Ice-T plays a belligerent homeless man, living on the streets of an unnamed city, who has the bad luck to fall in with a group of game hunters who are looking to hire a guide for their next trip into the remotest mountains. Why these men — led by the phoning-it-in creepy Rutger Hauer — would wish to hire a street-smart, outdoorsy-dumb guy with no hunting or guiding or mountaineering experience is something that only briefly concerns Ice-T. But then, he also has the bad luck not to have seen the opening sequence of the film to which we are treated, in which another ragged-looking and therefore presumed street person is being hunted to the ground in a remotest-mountain locale.

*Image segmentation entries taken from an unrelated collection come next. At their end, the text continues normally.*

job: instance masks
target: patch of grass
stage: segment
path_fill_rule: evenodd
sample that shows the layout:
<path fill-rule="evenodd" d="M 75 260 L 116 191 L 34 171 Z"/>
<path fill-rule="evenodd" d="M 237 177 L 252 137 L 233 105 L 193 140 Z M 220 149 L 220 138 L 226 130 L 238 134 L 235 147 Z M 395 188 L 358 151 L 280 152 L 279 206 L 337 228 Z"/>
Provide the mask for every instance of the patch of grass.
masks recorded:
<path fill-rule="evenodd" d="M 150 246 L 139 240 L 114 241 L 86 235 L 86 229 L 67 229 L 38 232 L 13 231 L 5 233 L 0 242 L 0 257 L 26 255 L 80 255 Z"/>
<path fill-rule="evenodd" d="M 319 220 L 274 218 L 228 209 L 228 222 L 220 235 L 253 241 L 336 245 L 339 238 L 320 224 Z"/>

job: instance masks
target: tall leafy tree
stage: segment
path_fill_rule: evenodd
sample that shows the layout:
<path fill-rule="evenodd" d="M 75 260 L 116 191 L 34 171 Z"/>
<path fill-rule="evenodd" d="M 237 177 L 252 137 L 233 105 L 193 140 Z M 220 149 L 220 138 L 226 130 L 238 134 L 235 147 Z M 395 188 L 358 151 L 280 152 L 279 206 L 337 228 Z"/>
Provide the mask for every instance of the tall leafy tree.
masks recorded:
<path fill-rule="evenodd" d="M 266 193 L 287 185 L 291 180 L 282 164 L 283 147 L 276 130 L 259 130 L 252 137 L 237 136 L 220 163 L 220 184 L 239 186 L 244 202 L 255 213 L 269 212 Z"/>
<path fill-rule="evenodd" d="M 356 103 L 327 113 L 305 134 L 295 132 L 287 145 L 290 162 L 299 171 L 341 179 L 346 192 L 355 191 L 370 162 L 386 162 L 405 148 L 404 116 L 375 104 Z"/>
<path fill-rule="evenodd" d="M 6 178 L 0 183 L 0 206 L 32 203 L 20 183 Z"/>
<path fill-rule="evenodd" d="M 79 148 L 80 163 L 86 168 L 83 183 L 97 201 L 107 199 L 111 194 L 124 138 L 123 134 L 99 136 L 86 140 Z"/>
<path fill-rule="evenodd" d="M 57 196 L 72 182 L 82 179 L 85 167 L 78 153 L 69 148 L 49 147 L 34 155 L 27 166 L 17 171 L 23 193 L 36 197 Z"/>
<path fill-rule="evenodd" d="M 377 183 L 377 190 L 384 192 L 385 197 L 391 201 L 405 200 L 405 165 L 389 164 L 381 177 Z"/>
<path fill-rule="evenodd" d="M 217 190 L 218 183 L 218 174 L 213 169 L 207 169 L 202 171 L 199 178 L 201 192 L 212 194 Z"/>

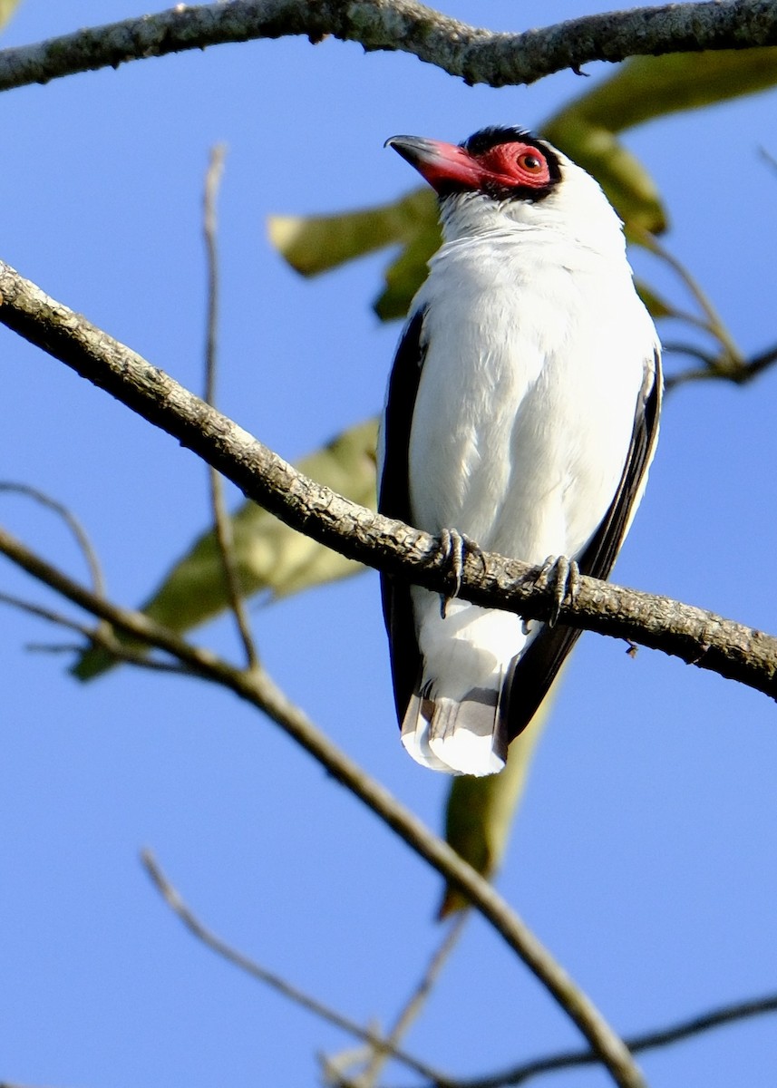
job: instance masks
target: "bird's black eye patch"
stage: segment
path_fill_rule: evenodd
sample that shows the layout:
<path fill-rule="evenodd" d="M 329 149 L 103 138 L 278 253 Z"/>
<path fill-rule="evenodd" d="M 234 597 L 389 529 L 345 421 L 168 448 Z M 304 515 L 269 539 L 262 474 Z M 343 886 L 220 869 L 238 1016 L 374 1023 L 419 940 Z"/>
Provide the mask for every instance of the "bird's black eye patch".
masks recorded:
<path fill-rule="evenodd" d="M 562 178 L 553 148 L 523 128 L 482 128 L 460 147 L 481 170 L 480 191 L 494 200 L 535 202 Z"/>

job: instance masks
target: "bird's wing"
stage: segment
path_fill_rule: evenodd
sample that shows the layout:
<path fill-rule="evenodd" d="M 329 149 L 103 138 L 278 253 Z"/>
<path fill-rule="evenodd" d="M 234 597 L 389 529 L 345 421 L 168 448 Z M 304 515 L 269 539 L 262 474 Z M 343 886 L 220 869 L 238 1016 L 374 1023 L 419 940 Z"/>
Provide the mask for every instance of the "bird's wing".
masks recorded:
<path fill-rule="evenodd" d="M 661 355 L 656 350 L 653 360 L 645 361 L 631 444 L 618 490 L 604 520 L 578 559 L 582 574 L 607 578 L 613 569 L 642 496 L 645 473 L 655 449 L 662 392 Z M 580 630 L 562 625 L 544 627 L 518 658 L 505 684 L 508 740 L 517 737 L 534 717 L 580 634 Z"/>
<path fill-rule="evenodd" d="M 383 463 L 378 495 L 381 514 L 410 524 L 408 457 L 412 412 L 425 353 L 421 343 L 423 316 L 424 310 L 420 309 L 410 318 L 394 357 L 383 415 Z M 410 585 L 381 573 L 381 597 L 388 632 L 394 701 L 402 721 L 421 669 Z"/>

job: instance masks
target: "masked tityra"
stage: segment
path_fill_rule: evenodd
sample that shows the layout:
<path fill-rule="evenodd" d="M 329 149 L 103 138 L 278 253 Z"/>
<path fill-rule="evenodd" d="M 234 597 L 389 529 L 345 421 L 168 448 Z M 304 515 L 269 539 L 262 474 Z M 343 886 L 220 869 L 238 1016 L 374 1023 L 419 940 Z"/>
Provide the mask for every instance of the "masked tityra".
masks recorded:
<path fill-rule="evenodd" d="M 606 578 L 644 489 L 659 345 L 621 223 L 585 171 L 520 128 L 388 145 L 440 199 L 394 359 L 380 510 Z M 579 632 L 382 578 L 402 740 L 449 774 L 499 770 Z"/>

Yes, it’s the ol’ homeless-men-as-prey-for-gun-happy-rich-schmucks scenario, and the thing of it is, without any sense of suspense or mystery — which is conveniently removed for us by the aforementioned opening sequence — the entire first half of the film is basically pointless. We know what Ice-T is in for, the poor dope, but he doesn’t, and we don’t enough about him to worry for him in his cluelessness. We don’t care about him at all, in fact, except as the butt of unintentional hilarity. After he gets an advance from Hauer on his, er, mountain-guide fee, he retires to the most elegant hotel he can afford on these new not-quite riches, which is a buck-98-a-night roach motel, where the director, Ernest R. Dickerson, treats us to a parody of the let’s-get-sexy-in-the-hotel-room cliché. We get to observe while Ice-T takes a bath in a grungy, disgusting bathroom, and by the time the film finally gets to the mountains, you’re wishing it was Ernest R. Dickerson who gets to play the pig in the poke.

There’s much discussion among the hunters about the uselessness of people like Ice-T and the vital necessity of hunting them down and killing them, after which Ice-T kicks all their butts to kingdom come, which is what passes for commentary on tough social issues. But kudos to the flick for including Charles S. Dutton among the hunters — who also include Gary Busey, whom you just knew would be here, and F. Murray Abraham — making it merely classist instead of actually racist.